I use DIY Co2 on that tank (20 gallon) and it does well...kh of 6...just was thinking perhaps the Onyx was enough? I do dose a little magnesium (epsom salts) and calcium (calcium cloride) although by no means consistently or scientificaly (squirt here, pinch there).


----------



## plantbrain (Jan 23, 2004)

Probably fine then.

SeaChem EQ for tanks works very well and considering you really do not need much and it has everything in one product, I keep using it.

K2SO4
CaSO4
MgSO4
FeSO4
MnSO4

Regards, 
Tom Barr


----------



## Piscesgirl (Feb 25, 2004)

Thanks Tom and Phil


----------



## Edward (May 25, 2004)

Hi
Onyx usually leaks lot of *Mg* and Ca. You can check with a GH kit after one week and compare it to your tap or what ever you use as source water. There is no need dosing extra if your dGH goes up in the aquarium. 4.4 ppm of Mg makes 1 dGH and 7 ppm of Ca makes 1 dGH. 
What is your tap dGH?

Edward


----------



## Piscesgirl (Feb 25, 2004)

My tap is nearly devoid of any GH/KH, very very very soft.
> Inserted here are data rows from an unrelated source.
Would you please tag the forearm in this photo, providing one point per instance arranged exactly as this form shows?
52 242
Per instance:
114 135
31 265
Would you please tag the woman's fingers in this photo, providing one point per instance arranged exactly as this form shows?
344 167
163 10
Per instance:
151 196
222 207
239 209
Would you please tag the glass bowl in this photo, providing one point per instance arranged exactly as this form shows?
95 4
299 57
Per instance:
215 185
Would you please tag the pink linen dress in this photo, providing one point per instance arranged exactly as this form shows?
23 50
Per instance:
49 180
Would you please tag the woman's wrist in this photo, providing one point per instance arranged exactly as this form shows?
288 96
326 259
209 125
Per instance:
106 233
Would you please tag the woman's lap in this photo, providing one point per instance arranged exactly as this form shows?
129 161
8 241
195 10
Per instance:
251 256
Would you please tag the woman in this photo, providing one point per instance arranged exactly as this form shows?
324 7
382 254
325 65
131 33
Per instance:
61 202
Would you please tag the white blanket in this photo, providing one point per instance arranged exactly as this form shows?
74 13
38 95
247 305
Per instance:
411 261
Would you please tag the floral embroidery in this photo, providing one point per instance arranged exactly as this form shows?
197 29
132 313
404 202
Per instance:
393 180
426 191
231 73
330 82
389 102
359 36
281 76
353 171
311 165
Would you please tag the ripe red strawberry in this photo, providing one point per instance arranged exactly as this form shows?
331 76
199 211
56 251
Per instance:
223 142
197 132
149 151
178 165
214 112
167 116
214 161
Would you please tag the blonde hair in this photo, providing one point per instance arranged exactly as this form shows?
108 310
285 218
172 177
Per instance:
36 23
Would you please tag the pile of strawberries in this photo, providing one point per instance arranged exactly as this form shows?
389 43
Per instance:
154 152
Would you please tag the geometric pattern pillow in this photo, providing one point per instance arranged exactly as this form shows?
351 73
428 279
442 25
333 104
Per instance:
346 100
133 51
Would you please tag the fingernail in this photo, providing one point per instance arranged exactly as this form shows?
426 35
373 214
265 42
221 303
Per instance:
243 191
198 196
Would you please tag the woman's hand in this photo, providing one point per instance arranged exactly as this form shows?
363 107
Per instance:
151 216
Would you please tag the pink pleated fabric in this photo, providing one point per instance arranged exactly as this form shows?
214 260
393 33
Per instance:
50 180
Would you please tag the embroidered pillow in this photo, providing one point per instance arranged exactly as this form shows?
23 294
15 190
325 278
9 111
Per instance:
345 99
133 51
My 20 gallon has a kh of 6 with the Onyx (mixed with gravel not a lot of substrate, I'd say about an inch).


----------



## plantbrain (Jan 23, 2004)

Sounds like Neil's Tap add some SeaChem EQ, 1/4-1/2 teaspoon once a week will address it.

500 gram bottle will last a very long time.

Regards, 
Tom Barr


----------



## Piscesgirl (Feb 25, 2004)

I have the EQ, but it doesn't dissolve very well -- and with the Onyx raising the Kh so much, I figured maybe I don't really need to add the Mag/Cal. I do add Potassium Nitrate, Potassium Sulfate, and Potassium Phosphate (Greg Watson).


----------